Stellar splashback: the edge of the intracluster light

TL;DR

This study uses simulations to identify the physical boundary of galaxy clusters through the stellar and dark matter distributions, revealing that the intracluster light edge correlates with the splashback radius and can be observed with future telescopes.

Contribution

It demonstrates that the stellar distribution's edge, or ICL, aligns with the dark matter splashback radius, offering a new way to measure cluster boundaries.

Findings

The dark matter splashback radius is at approximately r_200m.

The stellar distribution edge correlates with the dark matter splashback radius.

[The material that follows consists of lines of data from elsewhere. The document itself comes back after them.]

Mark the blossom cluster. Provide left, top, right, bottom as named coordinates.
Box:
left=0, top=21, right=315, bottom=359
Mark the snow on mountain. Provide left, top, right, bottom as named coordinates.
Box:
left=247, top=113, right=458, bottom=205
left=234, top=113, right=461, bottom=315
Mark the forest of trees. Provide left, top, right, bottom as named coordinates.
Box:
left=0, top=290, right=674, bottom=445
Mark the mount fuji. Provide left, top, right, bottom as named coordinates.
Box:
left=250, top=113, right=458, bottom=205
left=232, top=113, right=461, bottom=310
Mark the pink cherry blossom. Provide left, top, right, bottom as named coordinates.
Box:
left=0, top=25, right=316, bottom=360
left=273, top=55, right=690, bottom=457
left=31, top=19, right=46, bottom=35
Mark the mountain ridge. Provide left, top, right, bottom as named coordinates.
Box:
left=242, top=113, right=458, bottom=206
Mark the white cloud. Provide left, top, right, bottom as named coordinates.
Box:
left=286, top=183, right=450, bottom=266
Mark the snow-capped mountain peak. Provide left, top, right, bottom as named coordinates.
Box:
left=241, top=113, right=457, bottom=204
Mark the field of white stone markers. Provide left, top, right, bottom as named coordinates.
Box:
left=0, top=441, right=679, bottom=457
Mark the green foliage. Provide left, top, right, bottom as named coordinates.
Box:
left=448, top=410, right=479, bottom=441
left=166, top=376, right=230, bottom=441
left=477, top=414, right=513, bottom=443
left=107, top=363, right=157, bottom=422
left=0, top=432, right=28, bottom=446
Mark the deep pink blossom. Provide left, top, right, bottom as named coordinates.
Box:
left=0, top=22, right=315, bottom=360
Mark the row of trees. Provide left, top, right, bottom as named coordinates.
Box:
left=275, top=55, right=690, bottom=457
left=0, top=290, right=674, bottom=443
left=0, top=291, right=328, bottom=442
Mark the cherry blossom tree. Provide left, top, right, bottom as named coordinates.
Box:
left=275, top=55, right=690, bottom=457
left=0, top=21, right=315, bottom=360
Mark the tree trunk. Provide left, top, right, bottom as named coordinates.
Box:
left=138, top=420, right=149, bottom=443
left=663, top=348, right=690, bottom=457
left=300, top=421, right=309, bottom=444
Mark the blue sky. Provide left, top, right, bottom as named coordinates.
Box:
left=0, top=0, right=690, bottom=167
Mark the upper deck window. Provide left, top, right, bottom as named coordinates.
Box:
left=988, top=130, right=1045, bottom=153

Upcoming telescopes can observe the faint stellar splashback feature.

Abstract

We examine the outskirts of galaxy clusters in the C-EAGLE simulations to quantify the `edges' of the stellar and dark matter distribution. The radius of the steepest slope in the dark matter, commonly used as a proxy for the splashback radius, is located at ~r_200m; the strength and location of this feature depends on the recent mass accretion rate, in good agreement with previous work. Interestingly, the stellar distribution (or intracluster light, ICL) also has a well-defined edge, which is directly related to the splashback radius of the halo. Thus, detecting the edge of the ICL can provide an independent measure of the physical boundary of the halo, and the recent mass accretion rate. We show that these caustics can also be seen in the projected density profiles, but care must be taken to account for the influence of substructures and other non-diffuse material, which can bias and/or weaken the signal of the steepest slope. This is particularly important for the stellar material, which has a higher fraction bound in subhaloes than the dark matter. Finally, we show that the `stellar splashback' feature is located beyond current observational constraints on the ICL, but these large projected distances (>> 1 Mpc) and low surface brightnesses (mu >> 32 mag/arcsec^2) can be reached with upcoming observational facilities such as the Vera C. Rubin Observatory, the Nancy Grace Roman Space Telescope, and Euclid.